Si, dans leur milieu naturel, ces poissons s’accouplent à une période précise de l’année, au laboratoire Stella Mare, on peut modifier ce rythme en jouant sur la température et la lumière. Tout ici est très contrôlé et mesuré, notamment l’oxygène dissous. « Nous nettoyons régulièrement les bassins avec des filtres UV », précise Alizée Boussard, zootechnicienne, chargée des poissons géniteurs. Tous les trois jours, elle nourrit ses protégés avec des aliments reçus surgelés sur la plateforme, et des granulés pour compléter le régime. Elle s’occupe ensuite des larves, gardées dans des cuves dans le même couloir que les géniteurs. « Les œufs sont mis en incubation et, au bout de trois jours, on a de petites larves qu’on met en élevage et qu’on fait grossir sur la station », ajoute Jean-José Filippi en montrant une grande cuve en plastique bleu remplie d’eau, où incubent des milliers de minuscules œufs de dentis. Dans une autre pièce, ce sont des larves d’huîtres plates (Ostrea edulis) qui se comptent par millions…

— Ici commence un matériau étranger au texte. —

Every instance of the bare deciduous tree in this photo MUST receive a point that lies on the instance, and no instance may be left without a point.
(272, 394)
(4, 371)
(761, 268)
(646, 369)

Sept juvéniles de langoustes, une première mondiale

La nourriture des larves est produite sur place : Jean-José Filippi nous amène dans une pièce dotée de deux grands tubes transparents, l’un rempli d’eau verte et l’autre d’eau rouge. « Ce sont des phytoplanctons que nous donnons à manger à des zooplanctons, qui serviront ensuite à nourrir nos larves, explique-t-il. La production d’algues marines est complexe et nous avons développé un système automatique pour accélérer et systématiser le processus afin de ne pas en manquer. »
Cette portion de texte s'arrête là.